У Игоря Шелковского в Москве оставались корреспонденты. Они писали статьи и доставляли ему материалы и фотографии работ других авторов. Журнал «А – Я» транслировал на западную аудиторию наше реальное положение, публиковал материалы, поддерживая интерес к русскому искусству. Благодаря его существованию уже во время перестройки из-за границы хлынула к нам лавина галеристов.

Более того, по этому журналу, как по энциклопедии, западные коллекционеры и галеристы ориентировались и предлагали выставляться у них в галереях некоторым русским художникам или по наводке журнала коллекционеры приобретали работы. И вот тут как раз получилась незадача: Игорь Шелковский свою фамилию вообще нигде не ставил, не подписывал репродукции своих работ. Он как будто отсутствовал, писал о других, при этом сам он, замечательный художник, долгое время пребывал вне внимания всей этой околохудожественной публики, только в последние годы, буквально совсем недавно, он вышел наконец на первый план.
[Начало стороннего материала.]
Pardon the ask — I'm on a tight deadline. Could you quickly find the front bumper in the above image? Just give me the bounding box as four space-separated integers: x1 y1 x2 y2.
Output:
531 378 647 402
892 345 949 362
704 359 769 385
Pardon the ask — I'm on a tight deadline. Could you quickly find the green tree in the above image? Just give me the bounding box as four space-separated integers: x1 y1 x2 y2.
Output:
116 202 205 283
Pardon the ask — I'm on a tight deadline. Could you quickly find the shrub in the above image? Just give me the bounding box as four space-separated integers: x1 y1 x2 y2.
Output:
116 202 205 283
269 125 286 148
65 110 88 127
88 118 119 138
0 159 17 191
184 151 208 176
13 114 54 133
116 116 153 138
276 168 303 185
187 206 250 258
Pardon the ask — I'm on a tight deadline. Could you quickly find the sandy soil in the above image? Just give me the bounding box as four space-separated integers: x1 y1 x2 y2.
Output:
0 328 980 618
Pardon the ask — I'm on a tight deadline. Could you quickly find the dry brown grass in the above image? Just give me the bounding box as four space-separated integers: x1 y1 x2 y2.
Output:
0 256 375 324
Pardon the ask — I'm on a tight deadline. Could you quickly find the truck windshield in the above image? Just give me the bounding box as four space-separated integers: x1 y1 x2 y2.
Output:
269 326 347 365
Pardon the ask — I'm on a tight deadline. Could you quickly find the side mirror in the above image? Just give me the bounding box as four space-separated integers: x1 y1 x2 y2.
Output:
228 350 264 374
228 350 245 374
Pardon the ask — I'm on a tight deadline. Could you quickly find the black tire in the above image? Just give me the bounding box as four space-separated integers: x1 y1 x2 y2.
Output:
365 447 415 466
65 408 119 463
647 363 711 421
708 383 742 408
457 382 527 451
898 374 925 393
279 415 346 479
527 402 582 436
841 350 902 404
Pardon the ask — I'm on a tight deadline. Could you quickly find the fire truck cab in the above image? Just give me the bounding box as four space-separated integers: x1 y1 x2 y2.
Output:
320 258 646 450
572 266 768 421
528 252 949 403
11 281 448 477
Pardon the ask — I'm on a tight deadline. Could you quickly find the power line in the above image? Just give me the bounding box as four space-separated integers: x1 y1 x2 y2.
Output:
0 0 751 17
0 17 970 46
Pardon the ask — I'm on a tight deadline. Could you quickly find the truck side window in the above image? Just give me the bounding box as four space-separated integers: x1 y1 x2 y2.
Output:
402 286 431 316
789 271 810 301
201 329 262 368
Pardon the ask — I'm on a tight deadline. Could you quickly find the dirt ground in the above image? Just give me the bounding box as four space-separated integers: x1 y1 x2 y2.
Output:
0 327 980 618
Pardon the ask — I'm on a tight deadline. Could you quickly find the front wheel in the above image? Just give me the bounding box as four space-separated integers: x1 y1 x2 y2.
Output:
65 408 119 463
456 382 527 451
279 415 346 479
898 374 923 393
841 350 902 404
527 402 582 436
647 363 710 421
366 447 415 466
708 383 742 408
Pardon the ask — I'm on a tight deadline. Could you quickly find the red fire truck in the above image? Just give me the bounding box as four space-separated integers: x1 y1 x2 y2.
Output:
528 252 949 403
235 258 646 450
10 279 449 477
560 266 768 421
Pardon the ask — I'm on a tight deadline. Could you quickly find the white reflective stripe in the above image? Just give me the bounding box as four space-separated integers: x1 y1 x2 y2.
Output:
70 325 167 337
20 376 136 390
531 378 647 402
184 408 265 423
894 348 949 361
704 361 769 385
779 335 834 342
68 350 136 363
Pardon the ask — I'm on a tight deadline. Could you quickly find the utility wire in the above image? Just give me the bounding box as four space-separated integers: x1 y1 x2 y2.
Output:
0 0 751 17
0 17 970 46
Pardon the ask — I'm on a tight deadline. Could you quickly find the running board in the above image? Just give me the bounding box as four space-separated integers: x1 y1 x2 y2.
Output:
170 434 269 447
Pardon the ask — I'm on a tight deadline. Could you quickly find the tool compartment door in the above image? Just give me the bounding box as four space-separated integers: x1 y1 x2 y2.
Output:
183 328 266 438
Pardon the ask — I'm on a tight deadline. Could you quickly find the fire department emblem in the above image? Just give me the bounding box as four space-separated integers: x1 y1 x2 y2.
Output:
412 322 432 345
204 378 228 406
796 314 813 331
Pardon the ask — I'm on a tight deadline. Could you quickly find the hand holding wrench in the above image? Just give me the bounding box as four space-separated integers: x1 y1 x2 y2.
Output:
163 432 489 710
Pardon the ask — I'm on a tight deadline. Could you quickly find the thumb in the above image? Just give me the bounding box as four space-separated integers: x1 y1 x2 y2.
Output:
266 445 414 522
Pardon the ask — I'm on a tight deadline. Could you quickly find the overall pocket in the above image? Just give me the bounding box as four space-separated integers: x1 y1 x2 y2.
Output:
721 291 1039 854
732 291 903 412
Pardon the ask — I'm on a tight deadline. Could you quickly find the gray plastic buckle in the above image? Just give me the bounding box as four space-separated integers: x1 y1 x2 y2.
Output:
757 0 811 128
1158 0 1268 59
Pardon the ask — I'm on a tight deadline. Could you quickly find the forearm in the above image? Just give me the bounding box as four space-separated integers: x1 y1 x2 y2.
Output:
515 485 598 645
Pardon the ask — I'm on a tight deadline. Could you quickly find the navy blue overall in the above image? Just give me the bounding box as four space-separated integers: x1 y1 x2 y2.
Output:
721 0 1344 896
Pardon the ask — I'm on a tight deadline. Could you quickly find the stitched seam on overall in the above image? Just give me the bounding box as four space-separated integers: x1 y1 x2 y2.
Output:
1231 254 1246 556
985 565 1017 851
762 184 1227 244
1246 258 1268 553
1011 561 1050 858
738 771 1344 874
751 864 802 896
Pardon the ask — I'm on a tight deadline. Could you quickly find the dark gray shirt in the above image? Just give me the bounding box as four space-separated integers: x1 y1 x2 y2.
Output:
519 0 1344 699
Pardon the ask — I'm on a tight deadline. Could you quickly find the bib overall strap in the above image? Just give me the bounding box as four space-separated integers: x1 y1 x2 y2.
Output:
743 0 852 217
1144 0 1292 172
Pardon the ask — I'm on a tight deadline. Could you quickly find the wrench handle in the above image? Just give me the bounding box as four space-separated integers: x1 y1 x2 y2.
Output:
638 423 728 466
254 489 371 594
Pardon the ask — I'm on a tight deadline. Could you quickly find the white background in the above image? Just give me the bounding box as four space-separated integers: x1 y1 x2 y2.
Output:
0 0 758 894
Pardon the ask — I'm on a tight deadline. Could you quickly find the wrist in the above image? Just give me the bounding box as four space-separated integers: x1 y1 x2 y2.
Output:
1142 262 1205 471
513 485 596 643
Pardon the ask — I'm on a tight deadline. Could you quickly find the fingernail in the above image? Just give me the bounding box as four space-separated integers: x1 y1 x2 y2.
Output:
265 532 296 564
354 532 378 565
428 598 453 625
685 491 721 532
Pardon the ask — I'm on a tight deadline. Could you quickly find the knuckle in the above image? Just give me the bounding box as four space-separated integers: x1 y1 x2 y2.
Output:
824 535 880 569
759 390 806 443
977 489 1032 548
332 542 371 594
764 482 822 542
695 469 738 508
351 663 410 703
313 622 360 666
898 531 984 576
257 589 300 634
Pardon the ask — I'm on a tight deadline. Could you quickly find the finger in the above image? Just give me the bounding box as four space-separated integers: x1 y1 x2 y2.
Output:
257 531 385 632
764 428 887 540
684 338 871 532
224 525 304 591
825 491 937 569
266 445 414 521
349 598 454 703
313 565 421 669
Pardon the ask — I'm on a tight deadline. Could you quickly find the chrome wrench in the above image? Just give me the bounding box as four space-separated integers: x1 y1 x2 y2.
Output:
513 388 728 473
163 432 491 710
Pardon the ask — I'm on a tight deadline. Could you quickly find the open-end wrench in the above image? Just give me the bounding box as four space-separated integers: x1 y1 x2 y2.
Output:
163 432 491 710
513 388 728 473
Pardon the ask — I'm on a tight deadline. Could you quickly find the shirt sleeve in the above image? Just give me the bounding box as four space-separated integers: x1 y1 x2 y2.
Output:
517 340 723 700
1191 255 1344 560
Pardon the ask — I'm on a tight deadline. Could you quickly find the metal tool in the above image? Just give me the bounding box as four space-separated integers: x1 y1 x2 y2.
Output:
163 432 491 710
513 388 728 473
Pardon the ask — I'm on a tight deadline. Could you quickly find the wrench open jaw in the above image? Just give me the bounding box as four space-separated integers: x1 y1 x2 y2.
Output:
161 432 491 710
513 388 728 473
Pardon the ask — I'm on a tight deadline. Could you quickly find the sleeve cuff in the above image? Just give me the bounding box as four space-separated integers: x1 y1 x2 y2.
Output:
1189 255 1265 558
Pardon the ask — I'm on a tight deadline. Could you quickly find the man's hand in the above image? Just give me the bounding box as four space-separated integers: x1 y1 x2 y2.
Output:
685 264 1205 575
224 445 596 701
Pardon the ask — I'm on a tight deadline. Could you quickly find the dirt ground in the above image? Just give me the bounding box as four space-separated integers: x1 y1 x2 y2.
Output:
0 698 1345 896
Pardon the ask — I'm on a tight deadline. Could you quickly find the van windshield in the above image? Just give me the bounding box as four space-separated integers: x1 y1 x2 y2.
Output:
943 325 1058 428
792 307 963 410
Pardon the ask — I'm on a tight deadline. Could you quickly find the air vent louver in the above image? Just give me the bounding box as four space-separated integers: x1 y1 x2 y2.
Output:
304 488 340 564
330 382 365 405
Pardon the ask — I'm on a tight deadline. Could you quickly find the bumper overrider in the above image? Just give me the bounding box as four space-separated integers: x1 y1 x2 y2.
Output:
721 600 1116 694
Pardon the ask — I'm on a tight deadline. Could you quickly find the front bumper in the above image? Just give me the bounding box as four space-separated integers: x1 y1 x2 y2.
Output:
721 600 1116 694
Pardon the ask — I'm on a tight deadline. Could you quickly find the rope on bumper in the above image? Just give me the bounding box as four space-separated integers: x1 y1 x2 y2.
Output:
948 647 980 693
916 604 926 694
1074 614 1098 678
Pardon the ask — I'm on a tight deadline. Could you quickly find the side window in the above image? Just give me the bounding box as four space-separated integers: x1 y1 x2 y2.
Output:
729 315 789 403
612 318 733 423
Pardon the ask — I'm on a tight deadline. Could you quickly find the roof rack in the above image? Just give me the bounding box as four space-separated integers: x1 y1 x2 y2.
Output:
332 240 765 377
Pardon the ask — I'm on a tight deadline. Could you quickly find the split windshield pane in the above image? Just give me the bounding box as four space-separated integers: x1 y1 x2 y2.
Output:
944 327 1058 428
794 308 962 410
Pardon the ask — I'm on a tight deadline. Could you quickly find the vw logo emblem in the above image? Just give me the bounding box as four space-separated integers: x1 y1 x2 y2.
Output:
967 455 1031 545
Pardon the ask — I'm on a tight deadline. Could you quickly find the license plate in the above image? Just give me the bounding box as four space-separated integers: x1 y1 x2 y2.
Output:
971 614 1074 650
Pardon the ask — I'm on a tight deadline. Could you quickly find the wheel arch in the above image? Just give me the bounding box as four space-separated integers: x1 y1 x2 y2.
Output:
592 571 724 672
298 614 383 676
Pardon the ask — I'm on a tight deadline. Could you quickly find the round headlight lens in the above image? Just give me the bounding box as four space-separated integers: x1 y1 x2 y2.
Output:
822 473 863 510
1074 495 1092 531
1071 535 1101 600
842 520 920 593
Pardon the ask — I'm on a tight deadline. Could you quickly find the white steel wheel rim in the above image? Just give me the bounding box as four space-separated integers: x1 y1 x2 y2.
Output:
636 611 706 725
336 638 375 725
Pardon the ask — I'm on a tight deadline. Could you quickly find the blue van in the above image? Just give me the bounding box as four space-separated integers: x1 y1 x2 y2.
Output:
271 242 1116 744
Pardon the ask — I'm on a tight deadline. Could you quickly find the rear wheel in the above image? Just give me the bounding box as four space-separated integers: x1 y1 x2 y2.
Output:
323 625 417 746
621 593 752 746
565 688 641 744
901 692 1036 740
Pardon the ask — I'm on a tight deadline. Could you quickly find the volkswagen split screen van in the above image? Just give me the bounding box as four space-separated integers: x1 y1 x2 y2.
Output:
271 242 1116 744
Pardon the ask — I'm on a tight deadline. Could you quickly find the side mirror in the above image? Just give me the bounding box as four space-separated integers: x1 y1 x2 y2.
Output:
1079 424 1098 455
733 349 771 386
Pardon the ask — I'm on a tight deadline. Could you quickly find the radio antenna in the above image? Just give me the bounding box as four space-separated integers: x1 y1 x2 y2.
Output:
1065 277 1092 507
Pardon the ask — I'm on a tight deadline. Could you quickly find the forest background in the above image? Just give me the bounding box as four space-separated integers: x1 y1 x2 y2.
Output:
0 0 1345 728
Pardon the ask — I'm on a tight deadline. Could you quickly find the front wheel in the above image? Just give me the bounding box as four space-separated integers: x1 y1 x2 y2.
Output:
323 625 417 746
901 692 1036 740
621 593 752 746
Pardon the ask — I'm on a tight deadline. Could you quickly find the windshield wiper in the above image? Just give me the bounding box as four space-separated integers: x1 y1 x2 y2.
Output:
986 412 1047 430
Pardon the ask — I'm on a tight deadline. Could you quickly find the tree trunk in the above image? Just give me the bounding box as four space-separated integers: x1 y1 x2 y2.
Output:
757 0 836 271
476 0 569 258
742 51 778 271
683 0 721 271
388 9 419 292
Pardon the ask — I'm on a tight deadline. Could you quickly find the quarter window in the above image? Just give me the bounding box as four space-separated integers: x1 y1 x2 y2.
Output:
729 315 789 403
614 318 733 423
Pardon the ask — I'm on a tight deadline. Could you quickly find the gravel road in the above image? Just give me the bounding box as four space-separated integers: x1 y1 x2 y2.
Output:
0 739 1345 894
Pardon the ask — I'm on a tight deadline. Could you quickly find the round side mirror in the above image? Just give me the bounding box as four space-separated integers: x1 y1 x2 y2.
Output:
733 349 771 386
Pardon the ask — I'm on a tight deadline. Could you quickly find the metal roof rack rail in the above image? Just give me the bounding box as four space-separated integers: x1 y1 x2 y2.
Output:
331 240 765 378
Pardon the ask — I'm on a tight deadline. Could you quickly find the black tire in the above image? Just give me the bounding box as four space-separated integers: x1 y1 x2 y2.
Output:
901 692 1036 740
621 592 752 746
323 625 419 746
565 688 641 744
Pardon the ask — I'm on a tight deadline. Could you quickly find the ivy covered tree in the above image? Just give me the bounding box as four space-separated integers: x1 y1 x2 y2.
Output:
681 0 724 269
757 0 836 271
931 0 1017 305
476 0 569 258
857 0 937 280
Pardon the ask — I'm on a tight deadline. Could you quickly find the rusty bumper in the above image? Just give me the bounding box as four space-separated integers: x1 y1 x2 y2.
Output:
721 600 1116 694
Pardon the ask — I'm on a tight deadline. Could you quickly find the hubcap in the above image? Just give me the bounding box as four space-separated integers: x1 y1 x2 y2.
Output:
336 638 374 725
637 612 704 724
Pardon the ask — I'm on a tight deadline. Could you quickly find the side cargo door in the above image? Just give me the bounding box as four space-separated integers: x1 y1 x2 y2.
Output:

Домашние семинары и кружки

В середине 1980-х большинство искусствоведов и критиков пребывали в растерянности, не понимая художников, их логику, намерения, не воспринимая происходящее. Поэтому многие художники сами начали писать, пытались разобраться, объяснить, раскрыть собственные работы. Недостаток искусствоведческой мысли художники восполняли разговорами и своими соображениями об искусстве, но их размышления не могли заменить профессиональный анализ. Художник может объяснить только свое намерение, а то, что получилось, должен проанализировать искусствовед. Это касалось не только изобразительного, но и многих других видов искусства – кино, театра, литературы и музыки. Помню встречи и разговоры художников в моей мастерской или в мастерской у Кабакова, где собирались избранные друзья, нередко единомышленники, люди, занявшие определенные позиции.